Aspen Competes in 11th Annual Hike for Hope
On Sunday, January 11, about 250 people raced up Buttermilk Mountain in the 11th annual Hike for Hope. The goal of the Hike for Hope race is to raise funds in order to find a cure for muscular dystrophy. All the proceeds are sent directly to varying research entities. The race is put on entirely by Aspen’s own Sharp family, whose son Ian was diagnosed with muscular dystrophy ten years ago, and many volunteers. Including hikers and volunteers, this year’s race hosted from 320-340 people.
“I have done the Hike for Hope for the past five years. I continue to participate every year because it is such an incredible cause. I am more than happy to support the Sharp family and every other family affected by muscular dystrophy,” AHS junior Kim Sandbach said.
The hike itself is just a small piece of the Sharps’ foundation, The Hike for Hope Foundation. The foundation receives donations through their donation campaigns. Each year, the hike raises about $6,000 while over the course of the year the foundation receives around $65,000. Donors range from Aspen families to Aspen businesses such as the Elk Club and the Thrift Shop.

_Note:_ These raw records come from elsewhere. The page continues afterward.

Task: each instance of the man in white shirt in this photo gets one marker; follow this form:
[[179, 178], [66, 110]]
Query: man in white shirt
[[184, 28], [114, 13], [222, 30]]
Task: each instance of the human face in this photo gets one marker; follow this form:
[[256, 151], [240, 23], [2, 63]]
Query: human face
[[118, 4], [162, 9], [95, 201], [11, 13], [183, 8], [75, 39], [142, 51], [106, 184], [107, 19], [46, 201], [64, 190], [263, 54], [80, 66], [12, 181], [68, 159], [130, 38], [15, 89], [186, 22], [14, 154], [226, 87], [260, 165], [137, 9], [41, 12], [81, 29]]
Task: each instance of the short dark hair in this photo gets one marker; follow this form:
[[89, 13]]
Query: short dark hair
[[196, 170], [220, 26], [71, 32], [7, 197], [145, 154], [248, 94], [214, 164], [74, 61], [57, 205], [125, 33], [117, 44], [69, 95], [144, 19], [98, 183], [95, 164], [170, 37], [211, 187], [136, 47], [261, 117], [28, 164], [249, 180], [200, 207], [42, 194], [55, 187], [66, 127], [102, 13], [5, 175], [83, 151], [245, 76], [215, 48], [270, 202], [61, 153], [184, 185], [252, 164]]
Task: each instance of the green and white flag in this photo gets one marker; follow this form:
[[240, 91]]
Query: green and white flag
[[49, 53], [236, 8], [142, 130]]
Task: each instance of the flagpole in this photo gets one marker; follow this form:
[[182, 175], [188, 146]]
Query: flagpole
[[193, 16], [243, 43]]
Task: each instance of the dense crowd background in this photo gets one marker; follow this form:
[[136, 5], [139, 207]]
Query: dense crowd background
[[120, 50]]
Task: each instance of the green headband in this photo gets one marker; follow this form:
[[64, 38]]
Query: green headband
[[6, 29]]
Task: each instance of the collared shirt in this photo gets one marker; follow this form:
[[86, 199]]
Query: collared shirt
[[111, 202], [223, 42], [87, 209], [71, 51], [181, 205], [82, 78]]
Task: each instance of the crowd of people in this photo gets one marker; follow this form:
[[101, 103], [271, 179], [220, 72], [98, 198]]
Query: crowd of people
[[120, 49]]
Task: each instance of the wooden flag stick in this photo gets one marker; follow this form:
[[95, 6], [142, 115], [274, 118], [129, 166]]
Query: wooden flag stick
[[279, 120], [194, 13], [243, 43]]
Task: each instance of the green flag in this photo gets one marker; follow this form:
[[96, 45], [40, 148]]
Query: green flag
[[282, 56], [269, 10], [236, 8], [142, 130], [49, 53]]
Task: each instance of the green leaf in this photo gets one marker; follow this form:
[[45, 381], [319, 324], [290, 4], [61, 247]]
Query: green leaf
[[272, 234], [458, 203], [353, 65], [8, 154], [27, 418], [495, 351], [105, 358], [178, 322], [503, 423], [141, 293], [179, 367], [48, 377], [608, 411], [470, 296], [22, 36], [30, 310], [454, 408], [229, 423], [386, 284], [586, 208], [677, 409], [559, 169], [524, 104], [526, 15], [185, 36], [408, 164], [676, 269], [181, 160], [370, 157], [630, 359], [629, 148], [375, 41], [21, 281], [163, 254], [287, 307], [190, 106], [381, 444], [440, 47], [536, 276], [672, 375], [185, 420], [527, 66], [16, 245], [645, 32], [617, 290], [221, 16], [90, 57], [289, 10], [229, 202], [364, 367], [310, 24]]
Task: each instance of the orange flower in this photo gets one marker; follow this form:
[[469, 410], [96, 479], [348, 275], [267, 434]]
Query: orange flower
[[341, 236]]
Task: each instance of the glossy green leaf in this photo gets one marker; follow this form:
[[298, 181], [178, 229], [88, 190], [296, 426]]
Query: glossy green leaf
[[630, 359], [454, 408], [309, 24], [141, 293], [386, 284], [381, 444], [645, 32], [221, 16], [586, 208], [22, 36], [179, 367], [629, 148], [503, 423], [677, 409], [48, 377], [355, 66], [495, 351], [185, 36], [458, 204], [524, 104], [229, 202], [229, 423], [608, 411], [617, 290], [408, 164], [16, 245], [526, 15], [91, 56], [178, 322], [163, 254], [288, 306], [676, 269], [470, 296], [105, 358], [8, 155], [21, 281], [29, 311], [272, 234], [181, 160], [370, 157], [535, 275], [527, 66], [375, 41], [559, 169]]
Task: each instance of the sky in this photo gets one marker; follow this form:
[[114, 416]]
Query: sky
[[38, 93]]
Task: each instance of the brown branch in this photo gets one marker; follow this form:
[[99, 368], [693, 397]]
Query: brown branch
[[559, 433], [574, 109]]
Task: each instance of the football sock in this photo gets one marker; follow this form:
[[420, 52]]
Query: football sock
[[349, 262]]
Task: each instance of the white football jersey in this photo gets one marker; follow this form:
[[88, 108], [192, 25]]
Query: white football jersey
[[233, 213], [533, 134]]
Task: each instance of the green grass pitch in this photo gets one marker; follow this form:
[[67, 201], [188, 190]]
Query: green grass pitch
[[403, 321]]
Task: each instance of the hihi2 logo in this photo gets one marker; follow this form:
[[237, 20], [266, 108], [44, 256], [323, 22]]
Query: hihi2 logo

“The event itself doesn’t bring in that much funds,” Ian’s mother, Carole Sharp said. “The hike is a community event that we put on for all the loving teachers and kids. Even Ian hikes in it, which is amazing.”
Originally Sharp envisioned this event to get bigger and bigger every year. Before the first Hike for Hope, the family held a silent auction and advertised in a parade, but now they have realized that time spent together as a family is the most important thing.
“We decided that we want to live with Ian and not just focus on getting a cure because then you don’t get to enjoy your son,” Sharp said
Every cent that is donated to the Hike for Hope foundation will go directly to researching a cure for the horrible disease that is muscular dystrophy. Because of the Hike for Hope foundation and other groups like it, the MD-CARE Act was passed. The MD-CARE-Act brought muscular dystrophy from the lowest funded disease to the middle. Before the act was passed this past September, muscular dystrophy research only received 17 million dollars in funding from the government; now it receives 79 million.
“Ian is the poster boy for this disease. He is a rock star. They [the doctors] told us don’t let him ski, don’t let him jump, and we said no way. He is going to do anything and everything he can,” Sharp said. “Unfortunately as of now the only thing doctors have are steroids, but that 79 million is just going to pop everyone into it.”
The Sharp family wishes to thank each and every community member for their kindness and support. The Hike for Hope is an amazing cause that will continue helping the millions affected by muscular dystrophy.